Feel Like Going Home


“Birdland had great people but it was like going to a theatre. Jimmy Ryan’s was like going to a nightclub. And the Five Spot was just like going home.” (Dan Wakefield)

Most of us probably share the sentiment of going to a hangout in our formative years that felt like home. Home for me was (is) Porgy & Bess (jazz) and the defunct Snugly (rock) down south in The Netherlands. What writer Dan Wakefield calls home happened to be the legendary jazz bar The Five Spot in the Bowery in New York City in the late ’50s. Situated at 5 Cooper Square, the little place was nothing special. Which made it very special. Every jazz fan knows the stories about the eponymous Thelonious Monk concerts with John Coltrane and the controversial performances of Ornette Coleman. About the records: Monk, Eric Dolphy, Kenny Burrell, Pepper Adams & Donald Byrd… all “At The Five Spot”.

The Five Spot, run by the Italian-American brothers Frank and Joe Termini, existed before 1956 and after 1962, when it was relocated to St. Marks Place. But the years 1956-62 sealed its reputation. Initially a hangout for Bohemians and poets, the Terminis started programming jazz at the advice of French horn player David Amram. First up was Cecil Taylor and his uncompromising developing experiments. Finally, Thelonious Monk put it on the map in 1957. I stumbled upon the June 2020 radio show Night Lights by David Johnson on WFIU in Indiana. David Amram and writer Dan Wakefield reflect on their associations with the Five Spot Café. Read here.

And at the tail end of the article, there is the link to the Bedford/Bowery article
Definitely a New York hang by Frank Mastropolo from 2014. Enlightening memories of bassist Buell Neidlinger, alto saxophonist Charles McPherson and French horn player David Amram.

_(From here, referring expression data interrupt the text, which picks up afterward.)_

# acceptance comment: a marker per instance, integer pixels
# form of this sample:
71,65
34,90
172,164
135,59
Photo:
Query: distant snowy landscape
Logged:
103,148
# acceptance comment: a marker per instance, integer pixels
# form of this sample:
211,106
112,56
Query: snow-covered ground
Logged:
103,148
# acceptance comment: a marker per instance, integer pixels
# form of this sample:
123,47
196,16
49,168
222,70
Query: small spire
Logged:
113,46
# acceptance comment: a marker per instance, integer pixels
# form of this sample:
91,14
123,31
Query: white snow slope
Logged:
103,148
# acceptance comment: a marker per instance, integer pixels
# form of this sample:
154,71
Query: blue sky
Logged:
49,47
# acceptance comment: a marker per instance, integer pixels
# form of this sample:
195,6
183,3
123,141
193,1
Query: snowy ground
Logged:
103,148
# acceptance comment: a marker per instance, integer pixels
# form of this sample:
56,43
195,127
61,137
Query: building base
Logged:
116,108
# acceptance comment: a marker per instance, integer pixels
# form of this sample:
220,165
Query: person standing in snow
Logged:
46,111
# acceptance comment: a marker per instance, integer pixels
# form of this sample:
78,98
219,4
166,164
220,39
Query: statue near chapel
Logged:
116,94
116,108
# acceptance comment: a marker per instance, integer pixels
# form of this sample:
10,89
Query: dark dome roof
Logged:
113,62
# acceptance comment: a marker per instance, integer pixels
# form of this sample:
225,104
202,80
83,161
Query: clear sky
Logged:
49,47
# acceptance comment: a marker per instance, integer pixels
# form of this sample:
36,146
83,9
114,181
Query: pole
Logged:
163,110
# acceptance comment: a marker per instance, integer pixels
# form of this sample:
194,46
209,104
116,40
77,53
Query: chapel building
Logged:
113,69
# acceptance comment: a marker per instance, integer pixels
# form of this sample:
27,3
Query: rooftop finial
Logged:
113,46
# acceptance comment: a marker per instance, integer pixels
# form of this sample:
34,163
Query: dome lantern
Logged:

(Thelonious Monk with John Coltrane and bassist Ahmed Abdul-Malik; Thelonious Monk with Sonny Rollins, drummer Roy Haynes and bassist Ahmed Abdul-Malik; Five Spot Café at 5 Cooper Square)

(Charles Mingus with pianist Horace Parlan; Charles Mingus with Charles McPherson and Pepper Adams; saxophonist Ken McIntyre)

(Don Cherry & Ornette Coleman; tenor saxophonist Booker Ervin in the audience; and the highly unusual Bowery sight of Thelonious Monk and jazz maecenas Baroness “Pannonica” de Koenigswater)

The Five Spot Café finally closed down in 1967.